Well, you can say, “I look at the government and I don’t see them promoting good and protecting the innocent. I see them doing the opposite.” But we must remember, brothers and sisters, that when Paul wrote this letter to the Romans, the Roman government was not lily-white. The Roman government was a persecuting government. The Roman government in the higher echelons was perverse and perverted, and the emperor himself was wicked and persecuting Christians. Yet Paul says, “Be subject, honor, respect, for this authority is ordained of God and is the minister of God to punish the evildoer and to protect the innocent.”
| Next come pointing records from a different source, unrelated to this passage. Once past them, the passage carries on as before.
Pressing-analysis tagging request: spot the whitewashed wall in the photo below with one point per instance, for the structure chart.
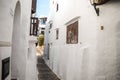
(21, 59)
(96, 56)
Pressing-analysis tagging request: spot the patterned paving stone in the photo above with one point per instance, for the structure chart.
(45, 73)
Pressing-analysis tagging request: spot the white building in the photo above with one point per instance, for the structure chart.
(17, 47)
(42, 24)
(82, 42)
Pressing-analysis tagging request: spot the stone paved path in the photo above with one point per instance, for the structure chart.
(44, 71)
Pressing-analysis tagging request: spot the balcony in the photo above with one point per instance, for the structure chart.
(34, 26)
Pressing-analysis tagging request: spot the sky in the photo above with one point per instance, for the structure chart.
(42, 8)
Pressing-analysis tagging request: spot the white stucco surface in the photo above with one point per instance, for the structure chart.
(14, 39)
(96, 56)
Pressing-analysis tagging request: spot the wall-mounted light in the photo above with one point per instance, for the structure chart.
(97, 2)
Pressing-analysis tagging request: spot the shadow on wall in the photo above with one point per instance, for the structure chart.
(118, 50)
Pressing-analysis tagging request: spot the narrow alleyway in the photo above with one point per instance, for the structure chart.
(44, 71)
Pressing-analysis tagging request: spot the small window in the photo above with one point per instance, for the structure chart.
(72, 33)
(57, 7)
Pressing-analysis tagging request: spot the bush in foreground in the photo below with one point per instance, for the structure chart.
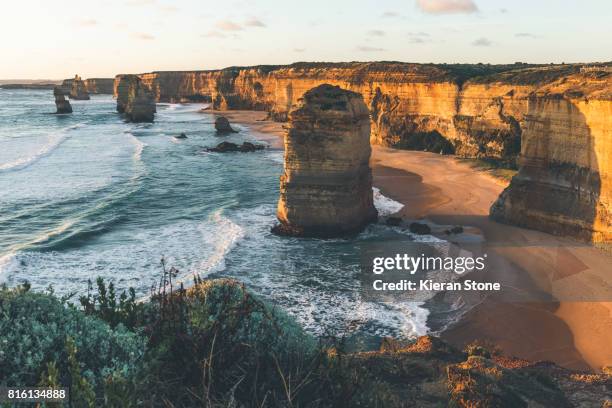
(217, 345)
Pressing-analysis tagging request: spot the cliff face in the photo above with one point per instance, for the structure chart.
(555, 120)
(78, 91)
(61, 104)
(563, 185)
(91, 85)
(134, 99)
(425, 107)
(99, 85)
(326, 187)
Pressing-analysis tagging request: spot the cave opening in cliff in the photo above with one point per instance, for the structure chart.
(432, 141)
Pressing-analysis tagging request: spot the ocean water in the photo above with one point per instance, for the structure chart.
(88, 195)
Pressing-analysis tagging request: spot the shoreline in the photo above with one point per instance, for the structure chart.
(444, 191)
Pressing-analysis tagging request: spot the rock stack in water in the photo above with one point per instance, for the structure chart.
(135, 100)
(326, 188)
(79, 89)
(62, 105)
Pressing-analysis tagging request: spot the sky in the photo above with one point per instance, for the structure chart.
(102, 38)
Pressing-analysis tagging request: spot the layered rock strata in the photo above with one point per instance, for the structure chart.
(564, 182)
(92, 85)
(78, 91)
(469, 110)
(134, 100)
(99, 85)
(556, 115)
(326, 187)
(61, 104)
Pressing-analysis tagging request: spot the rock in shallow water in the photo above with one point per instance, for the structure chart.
(79, 89)
(135, 100)
(222, 126)
(326, 188)
(62, 105)
(226, 147)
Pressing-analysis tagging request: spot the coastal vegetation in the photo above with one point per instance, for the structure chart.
(215, 344)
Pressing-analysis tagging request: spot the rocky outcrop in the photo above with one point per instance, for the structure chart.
(62, 105)
(91, 85)
(222, 126)
(78, 90)
(564, 182)
(134, 100)
(226, 147)
(553, 114)
(326, 187)
(99, 85)
(470, 110)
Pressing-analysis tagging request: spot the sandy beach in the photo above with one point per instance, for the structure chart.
(573, 331)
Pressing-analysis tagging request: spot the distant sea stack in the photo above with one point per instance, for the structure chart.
(99, 85)
(134, 99)
(62, 105)
(564, 185)
(326, 188)
(78, 90)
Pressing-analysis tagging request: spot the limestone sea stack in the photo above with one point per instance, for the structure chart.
(62, 105)
(326, 188)
(78, 90)
(564, 185)
(134, 99)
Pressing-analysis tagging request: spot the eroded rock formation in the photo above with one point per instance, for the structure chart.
(470, 110)
(223, 126)
(78, 90)
(62, 105)
(134, 99)
(326, 187)
(564, 182)
(561, 113)
(99, 85)
(92, 85)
Men think, at least in the history of the world have thought, “Well, if we could overthrow the government, everything would be fine.” And so we have a history of revolutions. But in history, a revolution has never ever done anything good. It hasn’t changed anything. All it does is change the people who rule. It doesn’t change the human heart, and those who take over are as wicked as those they brought down. If we are under civil authority, says Calvin, wherein a tyrant rules, then we need to examine ourselves and ask ourselves why God has given us a tyrant. And then we should pray that God would remove the tyrant and give us just rulers.